Baseline Comparisons

Baseline Method	Accuracy	Failure Mode
Naive Temporal (1D-CNN, uniform sequences)	21.3%	Network topology alone is insufficient without structured temporal data (random chance = 16.7%)
Deterministic Spatial Heuristic (rule-based)	80.8%	Severe degradation under partial occlusion and object-detector failures
CognEn (proposed)	86.5%	+5.7% over heuristic baseline; robust to occlusion via Context-Gate

Synthetic test set (seed=43): All classification metrics score 1.000, demonstrating perfect learning of the AR(1) temporal structure. The hybrid real-world scores (0.865 accuracy, 0.852 F1) are the credible production estimates. Real-classroom accuracy is estimated at 0.82–0.88 pending additional fine-tuning on DAiSEE/EngageNet.

07 — Stack

Technology Stack

v1.0 — Browser Stack Next.js 15

Framework

Next.js 15 (App Router, Turbopack) TypeScript Tailwind CSS Radix UI Recharts

Perception / ML (Browser)

face-api.js (TinyFaceDetector) 68-point landmark model YOLOv8-nano ONNX onnxruntime-web (WebGPU → WASM) MediaPipe Hands Lite

Auth / Storage / AI

Firebase Auth Firestore Google Genkit Gemini (PDF report generation)

Extension

Chrome Extension Manifest V3 Offscreen Document API

v2.0 — Server Stack FastAPI + GPU

Backend

Python 3 FastAPI uvicorn WebSocket (5Hz push) OpenCV VideoCapture

Perception / ML (GPU)

YOLOv8-m (person detection) YOLOv8-s (object detection) YOLOv8-pose (17 COCO keypoints) MediaPipe FaceMesh (478-pt → 68-pt ibug) 1D-CNN ONNX (20,550 params) PyTorch (training only)

Tracking / Spatial

ByteTrack (boxmot) Shapely (polygon IoU)

Testing

pytest (61 tests) Evaluation suite (accuracy + F1 + latency)

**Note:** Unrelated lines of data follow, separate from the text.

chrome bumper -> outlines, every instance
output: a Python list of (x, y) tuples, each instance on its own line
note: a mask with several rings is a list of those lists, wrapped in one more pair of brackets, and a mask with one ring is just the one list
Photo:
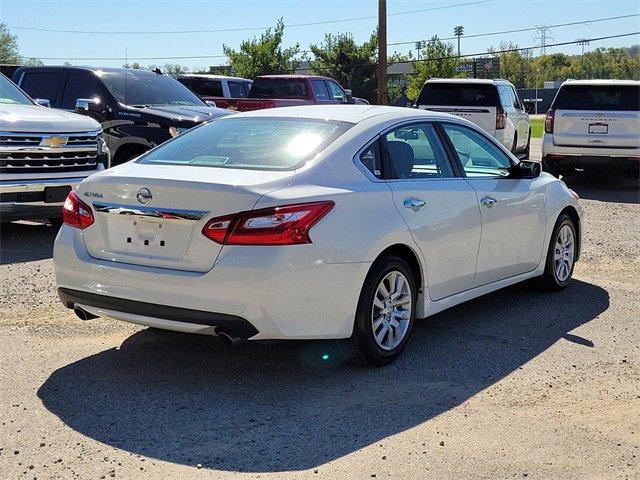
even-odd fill
[[(30, 201), (33, 194), (43, 193), (46, 187), (68, 186), (72, 190), (86, 177), (47, 178), (39, 180), (0, 180), (0, 220), (11, 222), (31, 218), (58, 218), (62, 216), (64, 202)], [(29, 195), (24, 200), (15, 194)]]

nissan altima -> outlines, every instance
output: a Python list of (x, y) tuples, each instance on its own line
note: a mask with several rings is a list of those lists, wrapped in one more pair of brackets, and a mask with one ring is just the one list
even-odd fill
[(194, 128), (71, 192), (62, 302), (235, 339), (395, 360), (416, 318), (538, 277), (566, 287), (577, 195), (448, 114), (303, 106)]

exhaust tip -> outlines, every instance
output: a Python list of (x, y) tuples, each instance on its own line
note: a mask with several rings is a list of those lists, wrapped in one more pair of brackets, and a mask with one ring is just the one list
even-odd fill
[(216, 328), (215, 333), (222, 344), (227, 347), (235, 347), (243, 342), (240, 337), (236, 337), (233, 333), (224, 328)]
[(73, 311), (80, 320), (92, 320), (94, 318), (98, 318), (97, 315), (94, 315), (93, 313), (89, 313), (86, 310), (77, 306), (73, 307)]

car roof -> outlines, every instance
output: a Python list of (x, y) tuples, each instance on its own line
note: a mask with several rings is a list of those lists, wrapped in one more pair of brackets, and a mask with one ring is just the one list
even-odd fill
[(182, 75), (178, 75), (177, 78), (184, 77), (210, 78), (211, 80), (241, 80), (243, 82), (253, 82), (253, 80), (250, 80), (248, 78), (232, 77), (229, 75), (213, 75), (210, 73), (183, 73)]
[(76, 65), (46, 65), (42, 67), (20, 67), (20, 71), (26, 70), (62, 70), (62, 71), (83, 71), (83, 72), (93, 72), (98, 74), (98, 72), (105, 73), (124, 73), (130, 72), (138, 75), (160, 75), (151, 70), (143, 70), (139, 68), (118, 68), (118, 67), (90, 67), (90, 66), (76, 66)]
[(594, 80), (566, 80), (562, 85), (634, 85), (639, 86), (638, 80), (594, 79)]
[(430, 78), (425, 83), (473, 83), (482, 85), (511, 85), (503, 78)]
[(407, 107), (388, 107), (381, 105), (301, 105), (297, 107), (268, 108), (240, 113), (234, 117), (282, 117), (313, 118), (349, 123), (360, 123), (371, 117), (385, 115), (387, 119), (410, 119), (425, 117), (431, 119), (451, 118), (451, 115), (428, 110)]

Privacy & Security: No raw video stored — only derived feature vectors and metrics are persisted. All inference runs locally (in-browser for v1.0, on local GPU for v2.0). Track IDs (not names) are used by default in v2.0. Analytics auto-purge after 24 hours. The system never transmits raw video to any external service.